Methadone maintenance treatment (MMT) is a convenient, safe and effective substitution therapy for opioid dependence. Experience in the past 30 years has demonstrated that MMT is currently the most effective intervention method for controlling heroin abuse and its related HIV transmission among opioid users. MMT reduces drug injection-related HIV risk behaviours and help drug users to recover their various social functions [1–6].
China is now facing an ever-growing HIV/AIDS epidemic fuelled primarily by intravenous drug use (IDU) . By the end of 2005, IDU accounted for nearly half of new HIV infections . In order to strengthen AIDS prevention and control efforts among intravenous drug users, health advisors to the government strongly advocated a trial MMT programme in China. In February 2003, the Ministry of Health, the Ministry of Public Security and the State Food and Drug Administration jointly issued a Temporary Scheme for Community-based Drug Maintenance Treatment for Heroin Dependents. In August 2003, a national working group, consisting of officials from the Ministry of Health, the Ministry of Public Security and the State Food and Drug Administration and technical experts from the Chinese Center for Disease Control and Prevention (China CDC), Peking University and the Yunnan Institute for Drug Abuse, was established to direct and manage the national MMT programme. The working group has overall responsibility for administration, planning, improvement, monitoring and evaluation, staff training, and oversees the smooth expansion of the programme. At the provincial and county level, working groups have also been established to take on these duties locally. Implementation of the MMT programme was coordinated by a national secretariat, established within the China CDC. A National MMT Training Centre, based in the Yunnan Institute for Drug Abuse, was also established to take responsibility for clinical–technical support and for providing training to healthcare staff working at local MMT clinics.

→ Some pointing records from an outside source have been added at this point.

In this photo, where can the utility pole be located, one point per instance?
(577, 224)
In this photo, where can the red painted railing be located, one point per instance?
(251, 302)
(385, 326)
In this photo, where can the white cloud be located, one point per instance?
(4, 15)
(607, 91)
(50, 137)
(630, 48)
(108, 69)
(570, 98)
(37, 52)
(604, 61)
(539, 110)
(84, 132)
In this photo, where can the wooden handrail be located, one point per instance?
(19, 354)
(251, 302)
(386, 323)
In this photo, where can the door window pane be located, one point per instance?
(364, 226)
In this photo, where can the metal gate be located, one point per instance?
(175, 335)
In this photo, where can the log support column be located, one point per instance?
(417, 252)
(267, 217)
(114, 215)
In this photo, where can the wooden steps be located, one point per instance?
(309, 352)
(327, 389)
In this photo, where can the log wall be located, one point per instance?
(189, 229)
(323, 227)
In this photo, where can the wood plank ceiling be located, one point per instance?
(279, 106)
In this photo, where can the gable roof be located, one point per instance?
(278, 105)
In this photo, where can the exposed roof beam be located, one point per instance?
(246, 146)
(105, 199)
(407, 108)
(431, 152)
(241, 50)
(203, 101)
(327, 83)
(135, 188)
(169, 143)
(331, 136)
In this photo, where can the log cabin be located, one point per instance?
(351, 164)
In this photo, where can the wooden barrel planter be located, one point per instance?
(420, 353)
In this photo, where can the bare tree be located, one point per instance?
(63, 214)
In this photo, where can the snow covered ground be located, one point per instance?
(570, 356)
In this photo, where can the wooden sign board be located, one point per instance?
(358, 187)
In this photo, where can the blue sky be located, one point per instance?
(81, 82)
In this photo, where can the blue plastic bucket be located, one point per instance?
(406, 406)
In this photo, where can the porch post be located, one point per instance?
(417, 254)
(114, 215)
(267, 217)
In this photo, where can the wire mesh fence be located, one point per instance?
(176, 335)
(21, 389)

From March to June 2004, the first eight MMT clinics were established: two in Sichuan, one in Yunnan, two in Guizhou, one in Guangxi and two in Zhejiang, in succession. Eligibility for participating in the first phase of the MMT programme was based on the following five criteria: (i) heroin users who had failed more than one attempt to quit; (ii) at least two terms in a detoxification centre or once in an education-through-labour detoxification facility; (iii) at least 20 years of age; (iv) a local resident and settled in the local area where the clinic was located; and (v) capable of complete civil liability (e.g. of age and sound mind). Heroin users testing HIV positive need only to fulfil requirements (iv) and (v) to qualify. Clients were rejected from the MMT programme if they missed their treatment for a cumulative 15 of 90 days or more than 15 consecutive days. Clients pay no more than 10 Chinese Yuan per day (≈US$1.20) for receiving treatment.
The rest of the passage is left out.